TlH3 is the simplest thallane. Thallium is the heaviest stable member of the group 13 metals; the stability of group 13 hydrides decreases with increasing periodic number. This is commonly attributed to poor overlap of the metal valence orbitals with that of the 1s orbital of hydrogen. Despite encouraging early reports, it is unlikely that a thallane species has been isolated. Thallanes have been observed only in matrix isolation studies; the infrared spectrum was obtained in the gas phase by laser ablation of thallium in the presence of hydrogen gas.
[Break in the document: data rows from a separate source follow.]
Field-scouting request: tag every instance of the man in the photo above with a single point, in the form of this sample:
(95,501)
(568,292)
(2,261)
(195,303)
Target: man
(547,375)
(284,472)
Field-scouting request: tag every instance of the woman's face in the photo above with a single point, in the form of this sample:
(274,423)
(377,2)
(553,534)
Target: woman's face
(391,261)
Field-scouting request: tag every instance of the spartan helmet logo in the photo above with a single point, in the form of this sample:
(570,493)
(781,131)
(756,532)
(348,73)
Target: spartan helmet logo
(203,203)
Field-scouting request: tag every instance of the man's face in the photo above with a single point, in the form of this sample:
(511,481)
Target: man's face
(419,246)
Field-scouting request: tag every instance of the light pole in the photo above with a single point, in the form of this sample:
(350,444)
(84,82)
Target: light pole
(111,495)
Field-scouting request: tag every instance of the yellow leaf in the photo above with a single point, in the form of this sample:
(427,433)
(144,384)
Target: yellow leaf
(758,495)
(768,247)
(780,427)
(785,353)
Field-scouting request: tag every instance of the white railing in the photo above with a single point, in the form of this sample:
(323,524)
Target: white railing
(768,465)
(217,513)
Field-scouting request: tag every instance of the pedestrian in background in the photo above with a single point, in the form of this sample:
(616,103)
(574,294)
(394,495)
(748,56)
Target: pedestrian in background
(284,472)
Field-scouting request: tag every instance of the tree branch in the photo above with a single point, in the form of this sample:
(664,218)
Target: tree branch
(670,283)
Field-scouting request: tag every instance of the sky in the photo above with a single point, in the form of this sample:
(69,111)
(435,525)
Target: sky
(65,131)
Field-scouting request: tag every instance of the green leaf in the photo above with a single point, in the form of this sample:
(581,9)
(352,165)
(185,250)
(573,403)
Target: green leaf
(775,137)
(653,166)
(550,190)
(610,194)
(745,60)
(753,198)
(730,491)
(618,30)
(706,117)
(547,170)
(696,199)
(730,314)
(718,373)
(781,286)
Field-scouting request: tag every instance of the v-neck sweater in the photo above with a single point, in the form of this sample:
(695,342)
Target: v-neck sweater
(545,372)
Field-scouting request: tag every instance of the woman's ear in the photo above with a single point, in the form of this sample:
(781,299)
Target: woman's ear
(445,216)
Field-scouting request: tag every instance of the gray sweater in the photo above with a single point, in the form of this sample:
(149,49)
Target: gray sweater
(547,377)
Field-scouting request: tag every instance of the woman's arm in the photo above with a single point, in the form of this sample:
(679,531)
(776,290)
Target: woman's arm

This study confirmed aspects of ab initio calculations conducted by Schwerdtfeger which indicated the similar stability of thallium and indiganes. There has not been a confirmed isolation of a thallium hydride complex to date.

== History ==
In 2004, American chemist Lester Andrews synthesised thallane for the first time. This reaction sequence consisted of atomisation of thallium, followed by cryogenic co-deposition with hydrogen, and concluded with shortwave ultraviolet irradiation.